Russian President Vladimir Putin walks through a hall in the building of military intelligence service GRU in Moscow.—AP
Russian President Vladimir Putin walks through a hall in the building of military intelligence service GRU in Moscow.—AP

PARIS: It seems like a spy film parody two burly Russian agents staying in a low-end London hotel and doctoring a perfume flask with deadly nerve agent, oblivious to the security cameras filming them along the way.

The operation to poison ex-spy Sergei Skripal in Britain was either botched, or intentionally obvious. But experts say it’s hallmark GRU, the Russian military spy agency with a brutish reputation that’s increasingly taking on high-profile, high-risk operations to damage Russia’s enemies, or simply strike fear.

After British authorities identified two alleged GRU agents this week as the perpetrators, releasing copies of their passports and a slew of CCTV images to back up the accusation, Russian social networks exploded with caricature photos and memes ridiculing the claim. The implication: the GRU would never do something so dumb.

Yet the Russian public may never know what actually happened, given the murkiness and myth that have surrounded the GRU since the Soviet era. “No normal Russian citizen has any idea what they are doing, or whether they are changing their strategy,” said independent military analyst Alexander Golts.

It’s not the first time that alleged GRU agents have failed to cover their tracks, stirring suspicions that they are trying to send a message. British Prime Minister Theresa May said the Skripal poisoning in March was a possible warning to other Russians in London that they aren’t safe. Either way, the accusations against the GRU fortify Russia’s image as unafraid to protect its interests on foreign soil, at any cost.

The Kremlin calls the British evidence hogwash, along with everything else the GRU has been accused of in recent years hacking the 2016 US election campaign, trying to stage a coup in Montenegro, downing a Malaysian Airlines plane over Ukraine, running mercenaries in Syria.

Wherever the truth lies, the GRU is having its moment.

A ‘can-do’ military mindset

Created in the midst of the civil war that spawned the Soviet Union, the GRU was chastened by Stalin in the 1930s when it grew too brazen abroad, according to military historians. Since then it has operated largely in the shadows, overseeing special forces and listening operations once by radio surveillance teams, now by hackers, according to Russian military analyst Pavel Felgenhauer.

The GRU’s boss reports to Defence Minister Sergei Shoigu, but was named by President Vladimir Putin, a onetime spymaster himself.

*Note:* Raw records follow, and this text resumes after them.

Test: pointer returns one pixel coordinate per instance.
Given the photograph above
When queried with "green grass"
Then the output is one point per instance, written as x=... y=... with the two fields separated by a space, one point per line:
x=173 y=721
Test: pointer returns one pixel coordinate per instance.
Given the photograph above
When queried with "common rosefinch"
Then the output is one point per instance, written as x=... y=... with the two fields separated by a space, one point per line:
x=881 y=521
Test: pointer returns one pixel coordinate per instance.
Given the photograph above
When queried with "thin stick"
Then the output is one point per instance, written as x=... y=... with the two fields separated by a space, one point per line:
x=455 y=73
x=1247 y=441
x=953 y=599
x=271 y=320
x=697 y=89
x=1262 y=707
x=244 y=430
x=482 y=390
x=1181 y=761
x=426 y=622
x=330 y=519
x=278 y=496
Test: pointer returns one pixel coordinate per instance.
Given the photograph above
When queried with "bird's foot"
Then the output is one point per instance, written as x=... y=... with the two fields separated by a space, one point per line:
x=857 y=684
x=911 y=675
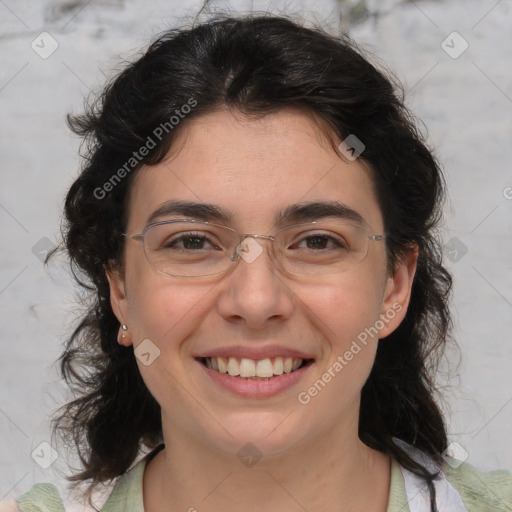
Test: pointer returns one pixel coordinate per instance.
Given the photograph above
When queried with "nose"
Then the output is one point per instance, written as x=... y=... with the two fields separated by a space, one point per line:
x=254 y=292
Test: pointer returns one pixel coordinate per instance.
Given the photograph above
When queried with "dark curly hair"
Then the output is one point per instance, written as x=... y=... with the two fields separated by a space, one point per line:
x=256 y=65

The agency has also cultivated rivalries with fellow intelligence agencies FSB and SVR.

As tensions mount with the West since Russia’s 2014 annexation of Crimea, the GRU’s prominence has risen.

“It has a ‘can-do’ military mindset less concerned with avoiding risk and more with not wasting opportunities,” Mark Galeotti, Russia security analyst at the Institute of International Relations in Prague, wrote in the Moscow Times. “As a result, the GRU is perhaps more likely to be active at the sharpest end of the current intelligence war between Russia and the West.”

The agency technically now called the GU, or Main Directorate, but still widely known by its Soviet-era acronym is increasingly upstaging rival agencies in the public imagination abroad.

It was the no 1 suspect in the March nerve agent attack in the British city of Salisbury against Skripal, himself a former GRU officer who became a British double agent. He and his daughter survived the poisoning, but another local resident died months later from exposure to the same nerve agent.

The GRU is accused of a role in the annexation of Crimea and separatist reb­el­­lion in eastern Ukraine, and in leading a so-called shadow army in Syria. Alleged GRU agents have been targeted by US sanctions, and 12 were indicted in July in Robert Mueller’s investigation into election meddling, accused of hacking into the Hillary Clinton campaign and releasing masses of emails.

Each time the GRU is outed it damages the individuals involved, but not necessarily the operations as a whole, Felgenhauer said. And a well-publicised attack like that on Skripal can “demonstrate to the rank and file [of intelligence agencies] that if you become a traitor, you won’t end well”. While the GRU make for handy villains, some warn that too much Western attention to the GRU could distract from more dangerous covert activity by Russia’s other spy agencies. Some experts believe the FSB or SVR carried out a parallel hacking campaign around the US 2016 elections that hasn’t yet been exposed.

“There is a risk that placing too much attention on the GRU because it provides a more politically compelling narrative could actually become a problem for the West. ... The more urbane spies of the SVR and the political technologists and disruptors of the FSB represent every bit as much a challenge for the West,” Galeotti wrote.